In the new genomic world the previous gold standard of a proven sire stack and string of VG+ is no longer required. In any given pedigree you can now find GP cattle (read Is Good Plus Good Enough) or sires that you never have heard of.
Does Classification Even Matter?
While GP-84-2YR used to be the kiss of death for many marketing and genetic programs, genomics has changed the game. With genomics, we are seeing many GP 83 or 84 cows used as dams that would have never been touched before. While many will increase in score later in life, others do not, and yet that does not seem to be as big a factor. Many A.I. companies and breeders are more concerned about their genomic values than that of the actual classification scores.

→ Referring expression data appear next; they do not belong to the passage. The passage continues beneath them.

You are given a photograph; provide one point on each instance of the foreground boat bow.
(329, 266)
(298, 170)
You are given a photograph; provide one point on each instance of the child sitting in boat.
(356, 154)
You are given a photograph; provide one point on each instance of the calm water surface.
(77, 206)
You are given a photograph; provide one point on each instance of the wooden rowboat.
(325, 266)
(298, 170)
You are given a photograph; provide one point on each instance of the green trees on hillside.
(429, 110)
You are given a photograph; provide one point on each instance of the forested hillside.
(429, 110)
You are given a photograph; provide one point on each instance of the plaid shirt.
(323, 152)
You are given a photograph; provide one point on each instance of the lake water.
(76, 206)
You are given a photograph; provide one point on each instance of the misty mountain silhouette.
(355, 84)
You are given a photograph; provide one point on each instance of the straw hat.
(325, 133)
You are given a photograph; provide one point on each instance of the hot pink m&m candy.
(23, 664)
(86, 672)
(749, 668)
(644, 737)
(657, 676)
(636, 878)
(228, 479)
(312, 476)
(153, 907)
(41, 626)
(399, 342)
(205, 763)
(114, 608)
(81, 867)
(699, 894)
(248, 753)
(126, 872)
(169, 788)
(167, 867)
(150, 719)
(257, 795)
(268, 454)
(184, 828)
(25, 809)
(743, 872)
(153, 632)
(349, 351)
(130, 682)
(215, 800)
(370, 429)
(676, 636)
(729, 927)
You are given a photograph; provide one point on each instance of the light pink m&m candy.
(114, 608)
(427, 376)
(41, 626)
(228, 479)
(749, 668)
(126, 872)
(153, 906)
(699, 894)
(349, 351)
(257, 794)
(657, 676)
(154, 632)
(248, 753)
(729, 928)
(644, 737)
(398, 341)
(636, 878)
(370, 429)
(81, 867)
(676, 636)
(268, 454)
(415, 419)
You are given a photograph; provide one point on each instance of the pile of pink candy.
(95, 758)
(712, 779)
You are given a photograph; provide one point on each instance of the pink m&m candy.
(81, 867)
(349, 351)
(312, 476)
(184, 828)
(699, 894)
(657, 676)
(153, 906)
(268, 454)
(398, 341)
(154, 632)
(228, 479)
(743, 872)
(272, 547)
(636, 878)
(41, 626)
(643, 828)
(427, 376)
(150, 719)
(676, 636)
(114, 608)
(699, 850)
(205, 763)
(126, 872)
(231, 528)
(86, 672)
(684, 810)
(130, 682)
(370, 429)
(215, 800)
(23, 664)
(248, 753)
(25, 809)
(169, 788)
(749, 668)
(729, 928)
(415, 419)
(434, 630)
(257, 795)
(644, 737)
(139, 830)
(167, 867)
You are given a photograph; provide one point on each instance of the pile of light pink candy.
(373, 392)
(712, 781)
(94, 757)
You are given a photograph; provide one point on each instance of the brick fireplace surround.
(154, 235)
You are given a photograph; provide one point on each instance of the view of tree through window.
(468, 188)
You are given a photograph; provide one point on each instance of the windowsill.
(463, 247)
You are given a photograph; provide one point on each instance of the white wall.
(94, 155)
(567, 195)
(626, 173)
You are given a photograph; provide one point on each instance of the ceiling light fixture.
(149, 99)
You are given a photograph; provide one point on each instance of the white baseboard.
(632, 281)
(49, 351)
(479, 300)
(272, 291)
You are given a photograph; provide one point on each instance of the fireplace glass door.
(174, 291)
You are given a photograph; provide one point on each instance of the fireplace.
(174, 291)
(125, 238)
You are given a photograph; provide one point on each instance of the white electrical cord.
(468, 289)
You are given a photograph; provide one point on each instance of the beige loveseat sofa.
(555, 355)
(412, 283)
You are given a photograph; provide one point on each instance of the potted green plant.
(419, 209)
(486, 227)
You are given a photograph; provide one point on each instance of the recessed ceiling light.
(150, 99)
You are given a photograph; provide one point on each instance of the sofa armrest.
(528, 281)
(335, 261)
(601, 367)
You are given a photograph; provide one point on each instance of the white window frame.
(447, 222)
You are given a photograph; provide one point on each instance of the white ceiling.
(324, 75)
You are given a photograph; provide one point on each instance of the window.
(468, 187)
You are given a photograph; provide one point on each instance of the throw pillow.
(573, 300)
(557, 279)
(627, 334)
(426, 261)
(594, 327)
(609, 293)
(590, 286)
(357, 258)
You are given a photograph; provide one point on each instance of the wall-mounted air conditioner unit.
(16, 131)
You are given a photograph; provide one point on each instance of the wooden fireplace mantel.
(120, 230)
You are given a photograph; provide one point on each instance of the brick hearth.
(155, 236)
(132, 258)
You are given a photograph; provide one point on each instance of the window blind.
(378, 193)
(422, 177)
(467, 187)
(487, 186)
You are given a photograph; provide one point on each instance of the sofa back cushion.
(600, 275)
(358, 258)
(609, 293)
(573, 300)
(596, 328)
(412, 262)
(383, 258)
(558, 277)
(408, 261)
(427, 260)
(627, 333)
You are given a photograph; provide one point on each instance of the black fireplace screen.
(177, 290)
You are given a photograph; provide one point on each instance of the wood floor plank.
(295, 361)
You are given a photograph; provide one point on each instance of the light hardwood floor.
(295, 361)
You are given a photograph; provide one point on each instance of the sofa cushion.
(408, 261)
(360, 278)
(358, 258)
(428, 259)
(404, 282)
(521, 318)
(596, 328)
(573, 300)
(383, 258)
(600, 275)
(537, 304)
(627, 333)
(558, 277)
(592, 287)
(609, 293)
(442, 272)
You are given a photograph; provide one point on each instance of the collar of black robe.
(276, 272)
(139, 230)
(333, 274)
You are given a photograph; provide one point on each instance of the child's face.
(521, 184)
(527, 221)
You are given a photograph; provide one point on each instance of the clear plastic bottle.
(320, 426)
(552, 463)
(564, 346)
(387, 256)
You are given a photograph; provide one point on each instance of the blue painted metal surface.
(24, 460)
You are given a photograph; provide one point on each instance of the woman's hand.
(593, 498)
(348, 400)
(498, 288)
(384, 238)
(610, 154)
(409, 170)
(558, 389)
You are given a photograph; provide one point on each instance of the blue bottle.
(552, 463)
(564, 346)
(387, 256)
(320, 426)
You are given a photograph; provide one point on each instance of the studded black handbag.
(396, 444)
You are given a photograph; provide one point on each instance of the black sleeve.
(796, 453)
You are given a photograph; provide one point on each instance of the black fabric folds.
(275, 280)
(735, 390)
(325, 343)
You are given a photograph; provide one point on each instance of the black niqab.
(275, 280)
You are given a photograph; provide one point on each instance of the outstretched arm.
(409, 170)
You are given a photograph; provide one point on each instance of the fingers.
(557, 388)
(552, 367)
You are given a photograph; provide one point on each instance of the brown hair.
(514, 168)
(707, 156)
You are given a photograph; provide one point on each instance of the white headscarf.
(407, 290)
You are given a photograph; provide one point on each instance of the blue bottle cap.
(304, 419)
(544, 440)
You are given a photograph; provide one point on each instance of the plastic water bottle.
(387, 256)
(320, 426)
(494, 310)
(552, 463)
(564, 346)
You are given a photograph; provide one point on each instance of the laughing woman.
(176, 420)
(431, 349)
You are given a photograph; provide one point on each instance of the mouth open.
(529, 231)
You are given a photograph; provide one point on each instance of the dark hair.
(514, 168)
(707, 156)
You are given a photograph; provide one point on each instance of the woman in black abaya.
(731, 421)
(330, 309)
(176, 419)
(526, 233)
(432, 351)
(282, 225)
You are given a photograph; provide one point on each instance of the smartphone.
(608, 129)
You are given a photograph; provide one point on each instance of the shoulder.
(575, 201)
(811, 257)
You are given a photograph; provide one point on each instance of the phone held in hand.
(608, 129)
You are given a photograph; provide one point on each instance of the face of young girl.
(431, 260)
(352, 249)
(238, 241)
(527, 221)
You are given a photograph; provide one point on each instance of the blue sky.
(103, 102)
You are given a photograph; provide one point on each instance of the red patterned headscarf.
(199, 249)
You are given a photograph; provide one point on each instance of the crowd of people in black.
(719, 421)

There could be many reasons why that potential bull mother did not score very good. It could be management, it could be an accident that happened. Also, it could be that she is just not that good. It brings into question the relevance of classification. While the index system relies on having a large data set in order to map the genomes to the potential performance of each trait, it has me thinking do we need to score cattle anymore or can we just use their genomic values? Then I snap back to reality and realize that it’s one thing to look good on paper and another to deliver in reality.
Have We Forgotten Sire stack?
At one time, if there was a non -known sire in the pedigree, A.I. would not touch it. The marketability of that pedigree was next to nothing. No matter what the classification score was, or what the family was behind that animal, sire stack carried significant weight. Now I find myself having to do as much homework on the sire of the new top young sires, as I do on the young sires themselves. That may be because most of them are still young sires themselves. However, it is also because a young sire that did not turn out can still sometimes be better than a previous Top 10 proven sire.
For example, let’s say the proven sire has a TPI of 2300 at the time of mating and the young sire being used as sire of sons has a TPI of 2900. By the time the resulting progeny is being sampled the proven sire may have a TPI of 1750, and the young sire that was being used as a sire of sons may have a TPI of 1850. While that young sire may not be a list topper anymore, he is still higher than the proven sire that could have been used at the time.
The Bullvine Bottom Line
The dairy cattle industry has seen more change in the selection of parents in the past four years than at in any other period in its history. Genomics has changed the name of the game, and while many breeders have been apprehensive in embracing it, others have taken it and are running full force. I would not be surprised to see more significance in the future put on Direct Genomic Values (DGV’s) than on the weighted GLPI or GTPI. With everything that is new, there is a learning curve and, as we discover how to use this tool better, I am sure we will find better ways to apply the information. However, there is no question that genomics is here to stay and it is greatly changing the rate of genetic gain.